Santander estrena una nueva deuda que absorbe pérdidas

Ha recibido una demanda de 4.250 millones de euros, y ha rebajado su precio a 120 puntos básicos más el midswap

La presidenta del Santander, Ana Botín, y el consejero delegado, Jose Antonio Álvarez, durante la rueda de prensa de los resultados de la entidad en 2016.
La presidenta del Santander, Ana Botín, y el consejero delegado, Jose Antonio Álvarez, durante la rueda de prensa de los resultados de la entidad en 2016.

Santander captó ayer 1.500 millones de euros de deuda senior con capacidad de absorber pérdidas, denominada non preferred.

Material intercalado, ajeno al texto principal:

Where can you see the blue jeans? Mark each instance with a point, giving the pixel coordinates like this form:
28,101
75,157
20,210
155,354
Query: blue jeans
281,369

Esta emisión es novedosa en el mercado español y en Europa si se tiene en cuanta que se ha realizado en un país que no cuenta con una normativa que regula este tipo de emisiones, como es el caso de España. Esta deuda permite aumentar el colchón de capital de la entidad como exigen las normas de Basilea III que entran en vigor el 1 de enero de 2019.

Se trata de una emisión a cinco años de deuda senior non preferred, que ha salido a 120 puntos básicos más el midswap, la referencia para este tipo de emisiones, frente al rango inicial de 135 puntos básicos. La demanda ha sido muy elevada, hasta 4.250 millones de euros, en gran parte procedente de inversores institucionales internacionales. Francia, con el 26%, ha sido el país que más ha demandado la nueva deuda de Santander, seguido de Alemania y Austria, con el 15%, lo mismo que los inversores españoles. Asia ha reclamado un 2%.

Fuentes del mercado aseguran que puede que ING también haya emitido esta deuda non preferred sin que Holanda lo haya legislado aún. Entre 2017 y 2018 Santander tiene previsto emitir entre 43.000 y 57.000 millones de euros, para cumplir con las exigencias de capital que a partir del 1 de enero de 2019 tendrán que cumplir los 30 mayores bancos del mundo. Estos bancos sistémicos tendrán que contar desde esa fecha con un colchón de capital anticrisis que cubra un 16 % de sus activos ponderados por riesgo (APR), según estableció el Consejo de Estabilidad Financiera (FSB, por sus siglas en inglés) en noviembre de 2015; un porcentaje que se elevará al 18% en 2022.

Todo ello con el objetivo de que, en caso de quiebra, sean los inversores y accionistas de la entidad los que paguen la factura en lugar de los contribuyentes de un país, como ocurrió con los rescates bancarios en la reciente crisis económica y financiera.

Del importe global que prevé emitir Santander en dos años, entre 28.000 y 35.500 millones será en deuda senior non preferred..

El consejero delegado de Banco Santander, José Antonio Álvarez, ya explicó el pasado 25 de enero en la presentación de resultados de la entidad, que el objetivo de la firma es adelantarse no solo a la entrada en vigor en las exigencias de esta deuda senior non preferred en enero de 2019, sino también a la aprobación de la legislación española. En diciembre, de hecho, el mercado no esperaba las primeras emisiones de deuda senior non preferred hasta marzo de este año. Al margen de la emisión colocada ayer, Santander ha emitido 2.250 millones de euros en los primeros días de 2017. De ellos, 1.000 millones fueron deuda subordinada que también computa como vía para absorber pérdidas. El mercado considera un éxito la colocación de deuda senior non preferred de Santander.